Dejo a los filósofos explicar cuándo una religión pasa a convertirse en el fundamento de una ideología terrorista, pero en vez de limitarnos a hurgar en la teología deberíamos cuestionarnos por qué bajo ciertas condiciones los creyentes pasan de la tolerancia al integrismo más excluyente, y de allí a convertir las ideas religiosas en una ideología deshumanizada y cruel. No creo en la simplificación que todo lo explica a partir del binomio islamismo/terrorismo, como si el fanatismo no fuera común a otras creencias incluso no religiosas y a todas las épocas.

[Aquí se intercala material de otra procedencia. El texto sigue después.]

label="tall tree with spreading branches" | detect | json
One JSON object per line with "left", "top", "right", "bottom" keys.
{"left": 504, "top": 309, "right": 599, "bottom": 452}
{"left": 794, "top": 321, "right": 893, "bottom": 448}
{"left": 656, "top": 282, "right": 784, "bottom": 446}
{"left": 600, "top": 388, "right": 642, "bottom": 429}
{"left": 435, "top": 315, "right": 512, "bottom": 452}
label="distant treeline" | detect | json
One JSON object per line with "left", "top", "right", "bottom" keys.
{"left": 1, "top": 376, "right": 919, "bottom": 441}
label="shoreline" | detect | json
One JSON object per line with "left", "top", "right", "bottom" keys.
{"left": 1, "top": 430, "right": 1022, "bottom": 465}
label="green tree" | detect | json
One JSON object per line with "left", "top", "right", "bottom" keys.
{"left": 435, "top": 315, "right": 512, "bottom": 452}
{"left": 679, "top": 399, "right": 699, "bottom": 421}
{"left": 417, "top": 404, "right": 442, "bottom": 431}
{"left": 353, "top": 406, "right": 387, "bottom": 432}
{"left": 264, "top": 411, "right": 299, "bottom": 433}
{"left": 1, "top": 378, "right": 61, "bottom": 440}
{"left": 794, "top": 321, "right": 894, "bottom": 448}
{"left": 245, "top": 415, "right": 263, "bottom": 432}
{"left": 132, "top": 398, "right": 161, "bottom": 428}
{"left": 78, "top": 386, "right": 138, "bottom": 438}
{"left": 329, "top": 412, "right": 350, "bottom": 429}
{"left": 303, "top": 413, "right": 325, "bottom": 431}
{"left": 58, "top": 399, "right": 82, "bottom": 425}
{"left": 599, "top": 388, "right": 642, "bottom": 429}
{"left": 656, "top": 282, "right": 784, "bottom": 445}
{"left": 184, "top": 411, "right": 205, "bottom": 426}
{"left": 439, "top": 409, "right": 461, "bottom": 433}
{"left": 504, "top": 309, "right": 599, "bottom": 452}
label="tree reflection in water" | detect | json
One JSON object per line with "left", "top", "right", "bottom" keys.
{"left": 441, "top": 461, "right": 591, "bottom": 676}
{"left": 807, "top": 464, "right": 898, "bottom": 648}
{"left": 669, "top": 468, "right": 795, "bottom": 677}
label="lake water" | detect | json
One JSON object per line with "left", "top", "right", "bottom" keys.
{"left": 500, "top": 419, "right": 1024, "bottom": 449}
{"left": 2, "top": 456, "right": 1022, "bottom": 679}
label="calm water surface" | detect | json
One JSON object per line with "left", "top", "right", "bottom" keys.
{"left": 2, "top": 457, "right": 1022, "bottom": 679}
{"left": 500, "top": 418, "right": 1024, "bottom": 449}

Debe de existir entre uno y otro término una mediación, un puente que sólo puede ser humano y terrenal, para que cierta ortodoxia se transforme en una fuerza agresiva y brutal. Los integristas dispuestos a modelar el mundo conforme a la sharia son excluyentes, sin duda, pero no todos terroristas.
La propaganda, sin embargo, no ayuda a entender sino a culpabilizar, pues sólo subraya las diferencias, los abismos que separan unas culturas de otras. En vez de explicar sin dejar de condenar el terrorismo, se refuerzan los prejuicios contra el Otro; se justifican actos que entre nosotros serían brutales, inhumanos o se aceptan con realismo cínico, pues nada puede hacerse para evitarlos. La moral se desdobla, estableciendo peligrosas fronteras que nadie se atreve a cruzar: sostener la guerra para no parecer que se apoya el terrorismo, plegarse y esperar que el César vuelva victorioso tras cruzar los Himalayas, ésa es la inteligencia de nuestros días.
Será por eso que de todas las declaraciones leídas y escuchadas en estos días, ninguna me ha conmovido tanto como la de un vocero de la autoridad palestina, quien dijo, palabras más palabras menos, que el demagogo Bin Laden no tenía derecho a usar la causa palestina para justificar la matanza de civiles, pero que nadie se llamara a engaño sobre el futuro de la humanidad, si el mundo no se comprometía a llevar la paz al Medio Oriente. Cae la noche.